The committee contrasted the statement with an incident during a BWA-sponsored meeting in Rio de Janeiro last July when, in response to a BWA paper titled “Call to Missions,” a Southern Baptist pastor “sought clarification with reference to the absence of a clear doctrinal statement advocating the exclusivity of Jesus Christ as the only way of salvation,” the committee recounted. The pastor “was not only refused clarification, but also rudely treated by a significant number of BWA participants.”

The difference between the 1923 statement and the BWA session last July “shows clearly the leftward drift of the BWA,” the study committee stated.

The committee’s recommendation, if approved by the Executive Committee during its Feb. 16-17 meeting in Nashville, Tenn., would be forwarded to messengers at the SBC annual meeting June 15-16 in Indianapolis.

The SBC would maintain its current funding in the BWA until Oct. 1 of next year, according to the committee’s recommendation. For a number of years, the SBC allocation to the BWA had been $425,000 per year. The SBC’s 2003-04 budget allocates $300,000 to the BWA, an amount reduced by $125,000 during last June’s SBC annual meeting in Phoenix. The $125,000 was redirected to a new SBC “Kingdom Relationships” global initiative. The committee anticipates that the other $300,000 will be similarly earmarked.

The Baptist World Alliance was founded in 1905 in London, with Southern Baptist involvement. Next year, the BWA will mark its 100th anniversary in Birmingham, England, during one of its international congresses held every five years.

The BWA describes itself on its website as “a fellowship of 210 Baptist unions and conventions comprising a membership of more than 47 million Baptized believers. This represents a community of approximately 110 million Baptists ministering in more than 200 countries. The BWA unites Baptists worldwide, leads in world evangelism, responds to people in need and defends human rights.”

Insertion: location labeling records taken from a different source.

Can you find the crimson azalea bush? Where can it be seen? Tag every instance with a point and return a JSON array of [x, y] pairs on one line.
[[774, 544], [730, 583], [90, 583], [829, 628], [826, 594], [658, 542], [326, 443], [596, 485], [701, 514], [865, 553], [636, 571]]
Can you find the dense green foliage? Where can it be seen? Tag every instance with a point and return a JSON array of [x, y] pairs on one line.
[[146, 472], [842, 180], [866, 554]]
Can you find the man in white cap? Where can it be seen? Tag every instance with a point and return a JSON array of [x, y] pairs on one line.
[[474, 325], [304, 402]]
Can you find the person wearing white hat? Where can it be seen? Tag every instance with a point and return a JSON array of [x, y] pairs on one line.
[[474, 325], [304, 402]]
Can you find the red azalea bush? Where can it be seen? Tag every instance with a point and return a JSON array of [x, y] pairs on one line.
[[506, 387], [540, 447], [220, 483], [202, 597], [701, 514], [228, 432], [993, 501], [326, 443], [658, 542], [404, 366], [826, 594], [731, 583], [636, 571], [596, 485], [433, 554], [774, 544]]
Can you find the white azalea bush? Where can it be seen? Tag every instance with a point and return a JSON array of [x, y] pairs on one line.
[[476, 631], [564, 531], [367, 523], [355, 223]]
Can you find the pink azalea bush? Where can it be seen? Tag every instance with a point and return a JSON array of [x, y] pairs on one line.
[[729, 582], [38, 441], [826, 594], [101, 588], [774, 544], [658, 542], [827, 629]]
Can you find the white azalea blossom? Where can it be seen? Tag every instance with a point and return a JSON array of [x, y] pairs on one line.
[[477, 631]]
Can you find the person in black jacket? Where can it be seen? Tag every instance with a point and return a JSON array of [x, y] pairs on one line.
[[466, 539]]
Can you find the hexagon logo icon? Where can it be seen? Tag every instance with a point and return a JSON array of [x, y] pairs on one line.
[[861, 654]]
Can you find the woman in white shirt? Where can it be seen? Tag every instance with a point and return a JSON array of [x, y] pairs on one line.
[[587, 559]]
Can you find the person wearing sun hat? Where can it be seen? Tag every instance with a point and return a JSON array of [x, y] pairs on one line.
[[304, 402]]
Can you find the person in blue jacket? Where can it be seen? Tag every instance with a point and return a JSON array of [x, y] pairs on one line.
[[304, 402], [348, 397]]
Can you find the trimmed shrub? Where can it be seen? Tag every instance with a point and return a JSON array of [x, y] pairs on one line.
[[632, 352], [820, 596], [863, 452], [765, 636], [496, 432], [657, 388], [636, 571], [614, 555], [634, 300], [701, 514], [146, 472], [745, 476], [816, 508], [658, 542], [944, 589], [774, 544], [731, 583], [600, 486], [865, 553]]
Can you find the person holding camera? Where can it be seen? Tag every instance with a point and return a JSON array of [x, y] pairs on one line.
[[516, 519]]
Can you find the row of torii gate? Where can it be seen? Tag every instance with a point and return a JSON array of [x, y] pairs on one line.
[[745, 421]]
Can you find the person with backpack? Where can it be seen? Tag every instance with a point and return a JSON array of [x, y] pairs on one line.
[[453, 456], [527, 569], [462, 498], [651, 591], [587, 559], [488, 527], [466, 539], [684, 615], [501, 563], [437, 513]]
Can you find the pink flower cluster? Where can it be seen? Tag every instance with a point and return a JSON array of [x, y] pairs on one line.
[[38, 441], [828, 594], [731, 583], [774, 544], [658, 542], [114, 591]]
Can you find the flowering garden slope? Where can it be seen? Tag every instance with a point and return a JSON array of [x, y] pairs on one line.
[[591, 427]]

The SBC study committee stated, “We pray for the day when the BWA will return to the faith on which it was founded and which has been historically held by Baptists for centuries. We pray for the restoration of fellowship that such a return will bring.”

The committee also stated that it “anticipates with enthusiasm the possible emergence of a new fellowship with an unqualified adherence to the absolute Lordship of Christ, the inerrancy of Holy Scripture, salvation based on the substitutionary atonement of Christ appropriated through repentance toward God and faith in the Lord Jesus Christ….” Such a fellowship also would have a “commitment to the sanctity of all human life” and an “advocacy of absolute religious liberty for all men everywhere including an open marketplace of discussion and self-determination.”

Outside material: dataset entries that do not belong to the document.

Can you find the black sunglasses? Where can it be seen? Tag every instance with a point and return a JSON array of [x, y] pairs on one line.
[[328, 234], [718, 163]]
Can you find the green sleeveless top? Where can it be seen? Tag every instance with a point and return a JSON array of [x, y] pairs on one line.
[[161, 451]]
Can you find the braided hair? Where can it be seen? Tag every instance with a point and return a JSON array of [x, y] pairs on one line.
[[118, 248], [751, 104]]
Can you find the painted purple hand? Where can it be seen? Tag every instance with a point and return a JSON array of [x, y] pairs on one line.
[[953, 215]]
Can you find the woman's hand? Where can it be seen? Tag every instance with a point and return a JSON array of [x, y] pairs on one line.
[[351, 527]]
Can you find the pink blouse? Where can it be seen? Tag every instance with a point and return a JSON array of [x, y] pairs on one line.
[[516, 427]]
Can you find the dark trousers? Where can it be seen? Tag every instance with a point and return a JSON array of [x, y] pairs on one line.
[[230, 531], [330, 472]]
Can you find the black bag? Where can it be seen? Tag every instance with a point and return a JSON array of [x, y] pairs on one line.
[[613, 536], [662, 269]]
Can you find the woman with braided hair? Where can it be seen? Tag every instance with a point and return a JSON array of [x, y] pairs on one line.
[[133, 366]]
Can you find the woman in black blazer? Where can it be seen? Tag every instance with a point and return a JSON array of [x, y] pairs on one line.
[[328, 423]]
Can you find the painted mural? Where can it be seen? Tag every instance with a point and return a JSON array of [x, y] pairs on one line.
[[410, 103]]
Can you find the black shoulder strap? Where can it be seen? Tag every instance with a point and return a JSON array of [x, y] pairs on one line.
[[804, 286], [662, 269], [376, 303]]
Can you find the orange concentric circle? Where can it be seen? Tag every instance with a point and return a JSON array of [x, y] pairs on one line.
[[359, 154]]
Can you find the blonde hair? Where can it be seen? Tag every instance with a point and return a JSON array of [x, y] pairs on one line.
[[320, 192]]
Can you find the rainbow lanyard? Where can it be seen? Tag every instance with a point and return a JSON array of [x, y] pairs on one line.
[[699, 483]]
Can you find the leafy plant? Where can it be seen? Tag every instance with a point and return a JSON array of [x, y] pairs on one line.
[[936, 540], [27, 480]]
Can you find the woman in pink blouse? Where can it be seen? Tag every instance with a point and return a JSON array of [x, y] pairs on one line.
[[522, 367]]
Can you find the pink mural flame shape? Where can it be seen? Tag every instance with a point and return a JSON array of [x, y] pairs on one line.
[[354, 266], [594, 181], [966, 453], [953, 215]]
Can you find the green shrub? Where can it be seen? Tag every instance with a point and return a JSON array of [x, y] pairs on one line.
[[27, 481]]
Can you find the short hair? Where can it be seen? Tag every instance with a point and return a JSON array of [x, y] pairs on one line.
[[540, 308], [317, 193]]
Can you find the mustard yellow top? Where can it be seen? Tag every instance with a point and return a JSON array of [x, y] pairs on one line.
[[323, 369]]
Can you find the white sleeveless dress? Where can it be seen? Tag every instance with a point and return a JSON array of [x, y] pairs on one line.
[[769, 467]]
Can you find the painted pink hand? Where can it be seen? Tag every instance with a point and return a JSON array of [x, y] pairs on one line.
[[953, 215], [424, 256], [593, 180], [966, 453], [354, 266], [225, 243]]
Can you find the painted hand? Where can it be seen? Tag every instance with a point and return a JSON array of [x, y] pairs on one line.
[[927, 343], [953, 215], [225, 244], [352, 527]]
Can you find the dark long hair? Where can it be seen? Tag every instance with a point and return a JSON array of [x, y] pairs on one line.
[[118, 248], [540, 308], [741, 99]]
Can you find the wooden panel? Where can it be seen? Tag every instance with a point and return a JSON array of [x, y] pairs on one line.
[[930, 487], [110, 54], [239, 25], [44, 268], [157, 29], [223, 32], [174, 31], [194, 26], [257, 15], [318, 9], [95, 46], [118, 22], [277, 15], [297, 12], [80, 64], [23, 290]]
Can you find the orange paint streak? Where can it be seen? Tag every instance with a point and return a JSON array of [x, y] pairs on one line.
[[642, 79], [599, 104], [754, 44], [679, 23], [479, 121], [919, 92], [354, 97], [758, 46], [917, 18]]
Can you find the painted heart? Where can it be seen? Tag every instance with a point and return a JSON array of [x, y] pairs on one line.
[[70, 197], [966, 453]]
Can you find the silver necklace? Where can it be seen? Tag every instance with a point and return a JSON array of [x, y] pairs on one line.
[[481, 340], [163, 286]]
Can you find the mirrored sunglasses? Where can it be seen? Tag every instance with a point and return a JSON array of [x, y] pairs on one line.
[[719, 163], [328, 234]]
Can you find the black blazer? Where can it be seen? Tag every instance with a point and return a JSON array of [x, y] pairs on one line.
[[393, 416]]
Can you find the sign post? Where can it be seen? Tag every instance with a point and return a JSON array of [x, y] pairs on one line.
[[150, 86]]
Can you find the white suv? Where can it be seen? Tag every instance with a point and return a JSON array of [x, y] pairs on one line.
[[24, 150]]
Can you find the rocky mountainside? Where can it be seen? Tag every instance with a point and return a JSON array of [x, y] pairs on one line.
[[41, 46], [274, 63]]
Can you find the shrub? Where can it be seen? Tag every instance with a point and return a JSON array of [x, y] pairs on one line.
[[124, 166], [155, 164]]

“How or when this new fellowship develops will be for others to determine,” the committee said, “but numerous Baptist friends from around the globe have indicated their hearty interest in such a fellowship which could well include preaching conferences, church planting and growth conferences, the teaching of Baptist history and theology and participation in evangelistic and missionary efforts.”

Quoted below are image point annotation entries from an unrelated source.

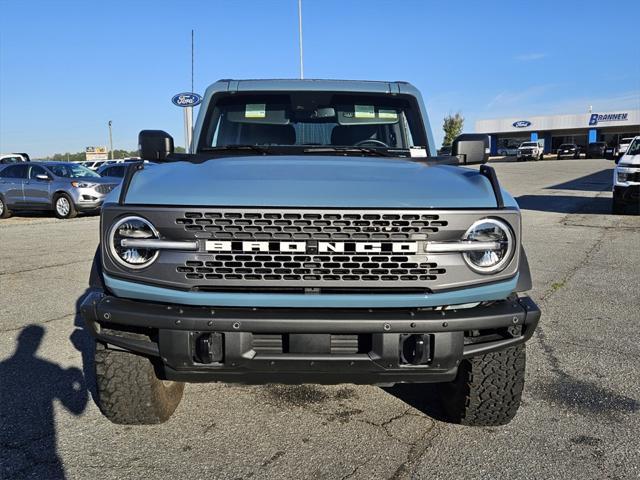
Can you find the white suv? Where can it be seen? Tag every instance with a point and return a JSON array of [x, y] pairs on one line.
[[624, 145], [532, 150], [626, 179]]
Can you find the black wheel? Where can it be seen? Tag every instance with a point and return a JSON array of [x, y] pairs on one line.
[[4, 209], [63, 206], [129, 392], [487, 390]]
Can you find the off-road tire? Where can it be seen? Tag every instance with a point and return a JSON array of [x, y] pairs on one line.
[[4, 209], [72, 208], [487, 389], [129, 392]]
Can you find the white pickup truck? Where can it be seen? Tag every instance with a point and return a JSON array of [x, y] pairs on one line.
[[624, 145], [530, 150]]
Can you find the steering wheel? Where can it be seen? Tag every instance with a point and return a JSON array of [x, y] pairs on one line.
[[371, 140]]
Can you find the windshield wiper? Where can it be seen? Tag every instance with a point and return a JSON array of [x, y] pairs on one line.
[[369, 151], [238, 148]]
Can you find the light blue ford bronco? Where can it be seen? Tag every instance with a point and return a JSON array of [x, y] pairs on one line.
[[311, 235]]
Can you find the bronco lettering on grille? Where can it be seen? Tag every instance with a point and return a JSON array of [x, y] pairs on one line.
[[302, 247]]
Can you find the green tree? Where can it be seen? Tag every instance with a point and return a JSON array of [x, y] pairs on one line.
[[452, 127]]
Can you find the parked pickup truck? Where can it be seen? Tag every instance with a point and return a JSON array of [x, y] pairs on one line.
[[626, 180], [530, 150], [310, 236]]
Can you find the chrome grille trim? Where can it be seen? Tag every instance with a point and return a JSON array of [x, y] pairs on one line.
[[164, 272], [345, 269], [300, 225]]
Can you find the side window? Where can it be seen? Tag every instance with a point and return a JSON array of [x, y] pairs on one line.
[[15, 171], [6, 172], [37, 170]]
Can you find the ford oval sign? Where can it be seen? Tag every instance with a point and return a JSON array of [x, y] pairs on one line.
[[186, 99], [522, 124]]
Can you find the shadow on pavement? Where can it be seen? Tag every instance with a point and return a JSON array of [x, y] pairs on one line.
[[86, 345], [422, 397], [29, 386], [594, 182], [565, 204]]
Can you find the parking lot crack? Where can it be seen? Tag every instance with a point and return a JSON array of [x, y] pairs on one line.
[[35, 269], [63, 317]]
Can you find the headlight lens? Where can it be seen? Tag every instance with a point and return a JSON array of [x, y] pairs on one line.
[[82, 184], [490, 230], [132, 228]]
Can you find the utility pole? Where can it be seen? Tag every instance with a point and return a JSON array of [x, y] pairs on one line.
[[300, 38], [188, 112], [110, 141]]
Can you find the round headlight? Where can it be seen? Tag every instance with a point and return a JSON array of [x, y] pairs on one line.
[[496, 258], [132, 228]]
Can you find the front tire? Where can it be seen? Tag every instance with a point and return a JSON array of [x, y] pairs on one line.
[[129, 392], [63, 206], [487, 390], [4, 209]]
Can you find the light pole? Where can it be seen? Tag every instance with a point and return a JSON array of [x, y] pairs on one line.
[[110, 141], [300, 38]]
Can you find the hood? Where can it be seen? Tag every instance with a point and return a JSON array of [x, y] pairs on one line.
[[629, 160], [312, 181], [103, 180]]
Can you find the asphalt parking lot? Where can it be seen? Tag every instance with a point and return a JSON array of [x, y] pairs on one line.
[[579, 418]]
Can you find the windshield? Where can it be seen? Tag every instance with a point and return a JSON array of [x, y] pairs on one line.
[[72, 170], [313, 119]]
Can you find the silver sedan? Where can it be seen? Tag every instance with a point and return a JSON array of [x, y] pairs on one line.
[[66, 188]]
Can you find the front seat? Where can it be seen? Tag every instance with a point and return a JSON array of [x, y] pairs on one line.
[[349, 135], [265, 134]]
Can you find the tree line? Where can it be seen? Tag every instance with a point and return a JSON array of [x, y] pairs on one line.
[[80, 156]]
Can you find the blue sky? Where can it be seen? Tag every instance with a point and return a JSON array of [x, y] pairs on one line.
[[68, 67]]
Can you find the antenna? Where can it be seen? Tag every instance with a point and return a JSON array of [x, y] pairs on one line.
[[192, 60], [300, 38]]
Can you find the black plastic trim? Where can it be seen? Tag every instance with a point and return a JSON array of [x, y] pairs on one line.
[[525, 282], [130, 171], [490, 173]]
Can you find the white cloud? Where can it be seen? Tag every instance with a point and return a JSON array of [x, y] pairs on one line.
[[530, 57]]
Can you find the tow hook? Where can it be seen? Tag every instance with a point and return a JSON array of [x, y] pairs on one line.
[[415, 349], [208, 348]]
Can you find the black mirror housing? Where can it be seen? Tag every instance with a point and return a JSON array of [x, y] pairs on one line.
[[155, 145], [471, 148]]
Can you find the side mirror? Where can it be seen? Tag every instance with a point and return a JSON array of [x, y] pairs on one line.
[[471, 148], [155, 145]]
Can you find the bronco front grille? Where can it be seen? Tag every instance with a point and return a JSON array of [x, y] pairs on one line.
[[326, 268], [317, 226]]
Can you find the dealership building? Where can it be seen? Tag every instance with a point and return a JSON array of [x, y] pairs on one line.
[[553, 130]]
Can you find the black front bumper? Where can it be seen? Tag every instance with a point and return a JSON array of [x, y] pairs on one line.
[[262, 345], [628, 195]]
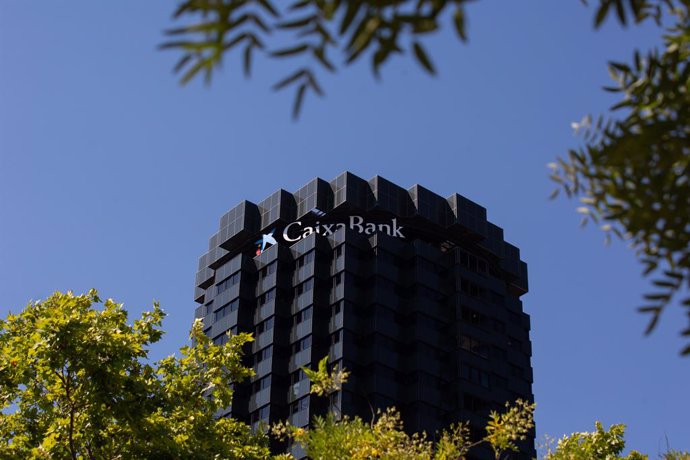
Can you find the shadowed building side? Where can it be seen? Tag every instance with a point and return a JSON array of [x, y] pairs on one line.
[[417, 295]]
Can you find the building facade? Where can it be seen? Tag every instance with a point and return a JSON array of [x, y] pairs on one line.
[[417, 295]]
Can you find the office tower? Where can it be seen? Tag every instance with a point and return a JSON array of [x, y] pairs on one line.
[[417, 295]]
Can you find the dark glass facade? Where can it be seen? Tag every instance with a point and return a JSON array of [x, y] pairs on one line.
[[417, 295]]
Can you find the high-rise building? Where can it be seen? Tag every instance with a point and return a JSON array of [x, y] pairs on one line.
[[417, 295]]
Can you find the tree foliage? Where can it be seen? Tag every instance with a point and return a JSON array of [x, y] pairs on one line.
[[633, 172], [341, 437], [597, 445], [317, 35], [75, 383]]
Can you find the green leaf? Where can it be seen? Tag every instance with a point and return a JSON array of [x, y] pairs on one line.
[[422, 57]]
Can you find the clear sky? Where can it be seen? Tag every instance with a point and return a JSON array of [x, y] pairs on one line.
[[113, 176]]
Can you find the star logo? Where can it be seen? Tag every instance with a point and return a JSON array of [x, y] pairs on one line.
[[267, 240]]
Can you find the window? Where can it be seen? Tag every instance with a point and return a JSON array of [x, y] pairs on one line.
[[267, 296], [297, 376], [261, 414], [472, 289], [261, 384], [227, 283], [472, 317], [516, 371], [305, 259], [514, 343], [302, 316], [498, 299], [301, 345], [221, 339], [475, 346], [474, 375], [473, 263], [474, 403], [337, 337], [305, 287], [337, 280], [264, 326], [337, 307], [299, 405], [263, 354], [269, 269], [226, 309]]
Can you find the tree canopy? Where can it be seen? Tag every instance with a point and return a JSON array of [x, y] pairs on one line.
[[75, 383]]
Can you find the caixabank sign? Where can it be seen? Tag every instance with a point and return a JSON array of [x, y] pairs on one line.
[[299, 229]]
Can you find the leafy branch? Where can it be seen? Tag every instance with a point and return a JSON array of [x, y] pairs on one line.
[[318, 35]]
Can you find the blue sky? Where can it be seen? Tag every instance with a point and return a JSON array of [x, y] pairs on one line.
[[113, 176]]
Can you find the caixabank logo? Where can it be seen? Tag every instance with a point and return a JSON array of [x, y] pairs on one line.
[[297, 230]]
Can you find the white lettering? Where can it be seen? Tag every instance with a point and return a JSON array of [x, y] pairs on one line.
[[286, 237], [356, 221], [397, 231]]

Members of the SBC study committee are Morris H. Chapman, president of the SBC Executive Committee, Nashville, Tenn.; James T. Draper Jr., president of LifeWay Christian Resources, Nashville, Tenn.; Jerry Rankin, president of the International Mission Board, Richmond, Va.; Paige Patterson, president of Southwestern Baptist Theological Seminary, Fort Worth, Texas; Tom Elliff, a former SBC president and pastor of First Southern Baptist Church, Del City, Okla.; Gary A. Smith, chairman of the Executive Committee and pastor of Fielder Road Baptist Church, Arlington, Texas; retired Judge Paul Pressler of Houston, Texas; Joe Reynolds, a Houston attorney; and Bob Sorrell, president, The Associate, Inc., a ministry to pastors, Cordova, Tenn.

The committee was initially formed in 1997 as a way of evaluating the relationship between the SBC and BWA on an ongoing basis.